Wave of overnight attacks rocks Somali capital, killing 6-year-old boy, father

Gunfire, mortars and rockets slammed into Somalia's capital early Monday in a series of attacks that killed a father and his 6-year-old son as they slept and wounded at least seven people, witnesses said.

The violence which hit residential areas as well as the presidential palace, a radio station and a police station was among the worst since Somalia's government moved into the capital late last year. Somali troops, with the help of soldiers from neighboring Ethiopia, drove out a radical Islamic militia.

"We were sleeping when a heavy explosion rocked our house. It landed on the roof of our balcony," said Shamsa Ahmed, whose father and brother were killed in the mortar attack. Four others were wounded in that blast.

A separate rocket attack on a police station also wounded three others. It was not immediately clear whether there were casualties from other attacks outside the presidential palace and a radio station.

Somalia's deputy defense minister blamed the violence on remnants of the radical Islamic movement that was pushed out of Mogadishu and parts of the country's south earlier this year. The Islamic group has been accused of harboring al-Qaida suspects, which it denies.

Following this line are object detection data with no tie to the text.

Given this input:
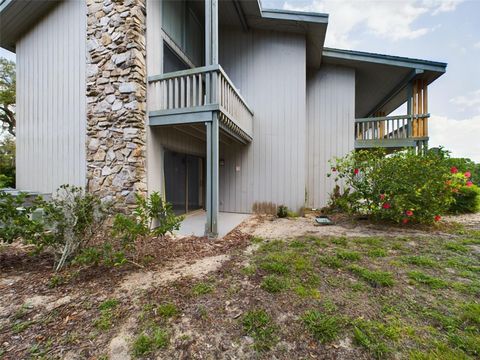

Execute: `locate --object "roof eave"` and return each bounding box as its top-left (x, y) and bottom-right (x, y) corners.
top-left (323, 48), bottom-right (448, 73)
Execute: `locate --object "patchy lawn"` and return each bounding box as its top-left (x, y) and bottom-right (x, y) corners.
top-left (0, 217), bottom-right (480, 359)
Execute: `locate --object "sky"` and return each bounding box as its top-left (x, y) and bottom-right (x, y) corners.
top-left (0, 0), bottom-right (480, 162)
top-left (262, 0), bottom-right (480, 162)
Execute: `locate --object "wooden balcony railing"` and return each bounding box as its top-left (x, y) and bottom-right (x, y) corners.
top-left (148, 64), bottom-right (253, 141)
top-left (355, 114), bottom-right (430, 148)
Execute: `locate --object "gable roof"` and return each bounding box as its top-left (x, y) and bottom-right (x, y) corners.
top-left (323, 48), bottom-right (447, 118)
top-left (0, 0), bottom-right (60, 52)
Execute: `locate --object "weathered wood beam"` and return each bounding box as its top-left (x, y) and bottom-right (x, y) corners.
top-left (367, 69), bottom-right (424, 117)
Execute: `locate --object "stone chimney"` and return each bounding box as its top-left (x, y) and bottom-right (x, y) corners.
top-left (86, 0), bottom-right (147, 206)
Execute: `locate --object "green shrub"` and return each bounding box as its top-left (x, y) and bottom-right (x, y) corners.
top-left (301, 310), bottom-right (342, 343)
top-left (0, 191), bottom-right (45, 244)
top-left (260, 275), bottom-right (288, 293)
top-left (242, 309), bottom-right (278, 351)
top-left (450, 185), bottom-right (480, 214)
top-left (113, 192), bottom-right (183, 248)
top-left (329, 150), bottom-right (468, 223)
top-left (35, 185), bottom-right (110, 271)
top-left (277, 205), bottom-right (289, 218)
top-left (133, 326), bottom-right (170, 357)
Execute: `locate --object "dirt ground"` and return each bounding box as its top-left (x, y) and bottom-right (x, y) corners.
top-left (0, 214), bottom-right (480, 359)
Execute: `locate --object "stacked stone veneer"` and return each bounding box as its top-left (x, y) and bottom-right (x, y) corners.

Deputy Defense Minister Salad Ali Jelle said the attackers are linked to al-Qaida and that authorities were searching for them. "This is a cowardly attack," Jelle said. "Government troops will crack down on these terrorist elements."

The attacks came hours after a demonstration Sunday in the southern port city of Kismayo ended in violence. An explosion went off as the army chief prepared to address the rally of supporters of a proposed peacekeeping force.

It was not immediately clear what caused the explosion.

Kismayo, Somalia's third-largest city, was the last major city held by the radical Islamic movement. The group has vowed to launch an Iraq-style guerrilla war from hiding, reports AP.

The African Union has proposed a peacekeeping mission to help Somalia's struggling transitional government stabilize Somalia, particularly after Ethiopia withdraws its forces.

Somalia has not had an effective national government since 1991, when warlords overthrew dictator Mohamed Siad Barre and then turned on one another, throwing the country into anarchy. The transitional government was formed in 2004 with U.N. help.